At the time of Pearson’s retirement in 1999, C. Sidney Burrus, the Maxfield Oshman Professor Emeritus of ECE, said of his longtime colleague and friend: “He was one of the people who created the modern ECE department at Rice.”
Pearson was born in McGehee, Ark., in 1930, and received his B.S. and master’s degree in electrical engineering from the University of Arkansas in 1958 and 1959, respectively. He earned his Ph.D. in electrical engineering from Purdue University in 1962, joined the Rice faculty as an associate professor of electrical engineering in 1965, and served as department chair from 1974 to 1979.

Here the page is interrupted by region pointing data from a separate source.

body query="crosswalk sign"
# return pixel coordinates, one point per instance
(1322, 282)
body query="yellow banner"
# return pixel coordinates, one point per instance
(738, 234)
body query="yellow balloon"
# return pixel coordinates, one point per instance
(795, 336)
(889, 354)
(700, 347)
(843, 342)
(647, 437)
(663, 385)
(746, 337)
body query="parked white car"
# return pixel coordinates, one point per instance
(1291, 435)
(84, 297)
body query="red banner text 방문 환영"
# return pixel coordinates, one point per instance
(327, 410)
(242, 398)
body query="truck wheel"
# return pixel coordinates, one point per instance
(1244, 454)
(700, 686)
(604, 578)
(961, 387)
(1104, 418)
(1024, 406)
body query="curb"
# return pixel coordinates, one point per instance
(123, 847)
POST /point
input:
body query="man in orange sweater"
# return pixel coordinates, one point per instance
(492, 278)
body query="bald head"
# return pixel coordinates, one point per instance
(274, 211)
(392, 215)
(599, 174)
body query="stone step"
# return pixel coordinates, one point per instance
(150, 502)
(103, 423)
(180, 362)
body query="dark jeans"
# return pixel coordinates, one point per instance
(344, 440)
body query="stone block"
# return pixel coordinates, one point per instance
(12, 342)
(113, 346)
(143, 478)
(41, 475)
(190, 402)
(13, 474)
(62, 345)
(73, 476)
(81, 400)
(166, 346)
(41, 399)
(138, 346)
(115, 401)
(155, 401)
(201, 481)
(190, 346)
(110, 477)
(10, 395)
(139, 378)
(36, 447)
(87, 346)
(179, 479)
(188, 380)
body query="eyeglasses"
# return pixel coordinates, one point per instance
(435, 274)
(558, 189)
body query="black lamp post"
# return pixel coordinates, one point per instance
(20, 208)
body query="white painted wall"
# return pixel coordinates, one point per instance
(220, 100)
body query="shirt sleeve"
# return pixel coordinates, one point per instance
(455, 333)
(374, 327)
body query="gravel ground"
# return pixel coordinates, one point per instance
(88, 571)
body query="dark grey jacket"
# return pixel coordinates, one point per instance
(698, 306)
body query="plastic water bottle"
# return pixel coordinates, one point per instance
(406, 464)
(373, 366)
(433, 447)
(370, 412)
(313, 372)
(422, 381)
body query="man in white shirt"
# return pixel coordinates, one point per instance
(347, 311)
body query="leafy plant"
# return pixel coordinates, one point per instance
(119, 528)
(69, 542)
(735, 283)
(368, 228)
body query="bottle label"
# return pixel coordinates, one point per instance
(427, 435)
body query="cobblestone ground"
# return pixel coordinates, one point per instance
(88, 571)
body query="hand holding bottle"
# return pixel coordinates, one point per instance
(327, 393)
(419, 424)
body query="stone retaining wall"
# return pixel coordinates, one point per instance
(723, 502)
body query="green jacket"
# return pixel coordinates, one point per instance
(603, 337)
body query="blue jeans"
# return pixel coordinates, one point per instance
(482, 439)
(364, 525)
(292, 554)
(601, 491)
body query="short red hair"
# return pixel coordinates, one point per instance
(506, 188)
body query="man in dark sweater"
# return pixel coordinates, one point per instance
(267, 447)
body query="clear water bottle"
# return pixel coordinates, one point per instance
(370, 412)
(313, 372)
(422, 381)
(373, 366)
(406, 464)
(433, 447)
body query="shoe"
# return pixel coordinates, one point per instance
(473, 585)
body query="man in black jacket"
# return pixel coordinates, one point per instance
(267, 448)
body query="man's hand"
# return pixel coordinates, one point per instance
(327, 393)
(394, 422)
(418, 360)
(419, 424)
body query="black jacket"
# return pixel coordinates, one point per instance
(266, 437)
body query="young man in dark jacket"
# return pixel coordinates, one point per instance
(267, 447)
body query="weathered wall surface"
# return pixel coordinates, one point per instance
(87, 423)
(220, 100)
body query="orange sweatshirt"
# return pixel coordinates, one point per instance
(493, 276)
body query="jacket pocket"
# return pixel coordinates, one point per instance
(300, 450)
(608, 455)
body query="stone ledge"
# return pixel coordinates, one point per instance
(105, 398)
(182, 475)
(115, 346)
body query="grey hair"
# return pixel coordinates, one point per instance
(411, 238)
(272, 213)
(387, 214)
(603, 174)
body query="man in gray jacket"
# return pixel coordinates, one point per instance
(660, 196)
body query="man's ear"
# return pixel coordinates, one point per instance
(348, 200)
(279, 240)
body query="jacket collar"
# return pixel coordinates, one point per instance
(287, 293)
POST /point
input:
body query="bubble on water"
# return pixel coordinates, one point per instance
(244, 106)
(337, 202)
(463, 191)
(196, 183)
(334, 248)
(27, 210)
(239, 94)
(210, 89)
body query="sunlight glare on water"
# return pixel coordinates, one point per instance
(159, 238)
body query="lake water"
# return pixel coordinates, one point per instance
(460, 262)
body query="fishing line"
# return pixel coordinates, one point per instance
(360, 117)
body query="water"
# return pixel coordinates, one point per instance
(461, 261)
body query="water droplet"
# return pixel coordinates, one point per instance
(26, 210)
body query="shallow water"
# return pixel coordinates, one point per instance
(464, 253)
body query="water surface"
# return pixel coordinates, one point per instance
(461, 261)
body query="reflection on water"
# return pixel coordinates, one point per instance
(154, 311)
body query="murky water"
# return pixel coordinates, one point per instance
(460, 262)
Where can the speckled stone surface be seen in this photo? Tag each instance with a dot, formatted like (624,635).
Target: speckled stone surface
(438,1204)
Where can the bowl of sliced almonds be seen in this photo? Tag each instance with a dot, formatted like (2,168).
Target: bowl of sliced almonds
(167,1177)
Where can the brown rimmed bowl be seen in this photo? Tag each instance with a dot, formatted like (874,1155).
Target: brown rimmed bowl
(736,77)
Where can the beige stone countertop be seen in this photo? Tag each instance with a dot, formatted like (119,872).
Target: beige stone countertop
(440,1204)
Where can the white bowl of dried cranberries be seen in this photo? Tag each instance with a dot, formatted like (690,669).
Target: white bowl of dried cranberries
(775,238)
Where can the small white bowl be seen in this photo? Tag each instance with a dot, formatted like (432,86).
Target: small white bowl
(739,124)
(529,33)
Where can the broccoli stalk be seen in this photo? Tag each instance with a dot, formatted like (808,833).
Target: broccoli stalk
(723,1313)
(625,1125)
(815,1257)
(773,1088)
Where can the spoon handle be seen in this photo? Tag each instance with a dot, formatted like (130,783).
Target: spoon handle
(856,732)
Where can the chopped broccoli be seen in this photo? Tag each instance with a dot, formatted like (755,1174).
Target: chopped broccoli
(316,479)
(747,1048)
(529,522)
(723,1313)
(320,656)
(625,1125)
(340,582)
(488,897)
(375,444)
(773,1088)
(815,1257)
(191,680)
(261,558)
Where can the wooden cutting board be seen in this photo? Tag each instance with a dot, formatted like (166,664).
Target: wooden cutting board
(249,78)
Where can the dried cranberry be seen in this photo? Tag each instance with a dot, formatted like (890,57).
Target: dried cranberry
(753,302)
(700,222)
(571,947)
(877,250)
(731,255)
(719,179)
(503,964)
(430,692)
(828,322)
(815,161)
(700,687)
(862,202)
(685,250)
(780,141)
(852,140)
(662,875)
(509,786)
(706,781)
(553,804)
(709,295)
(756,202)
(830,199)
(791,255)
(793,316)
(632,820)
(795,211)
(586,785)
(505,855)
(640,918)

In 1985, Pearson hired Behnaam Aazhang, now the chair and J.S. Abercrombie Professor of ECE, who said: “Boyd had an immediate impact on me. You knew he was a brilliant researcher, but at the end of the day it was the sort of man he was that impressed you the most. He had very high standards and he led by example.”
In 1979, Pearson was named a Life Fellow of the Institute of Electrical and Electronics Engineers (IEEE) honored for his “contributions to the theory of multivariable control systems.” In 1998, Pearson received the H.W. Bode Prize from the IEEE Control Systems Society for his contributions to development of linear control theory, from dynamic compensation to robust control.
Pearson received an Outstanding Recognition Award from the National Science Foundation for “pioneering contributions to research and education in multivariable and robust control systems under continuous NSF funding from 1973-1998.”
In 2001, a workshop in his honor, the “PearsonFest: New Directions in Dynamical Systems and Control,” sponsored by the Dynamical Systems Group, was held at Rice. Rich Baraniuk, the Victor E. Cameron Professor in ECE, said of Pearson:
“In many ways, the ECE department is ‘the department Boyd built.’ He was a great academic with a booming voice and a vision to match. He went out of his way to recruit and mentor the star faculty who put Rice ECE on the map. Boyd also made sure the department hired only good citizens and not prima donnas. The resulting team spirit persists to this day.”
Pearson is survived by six daughters and twelve grandchildren.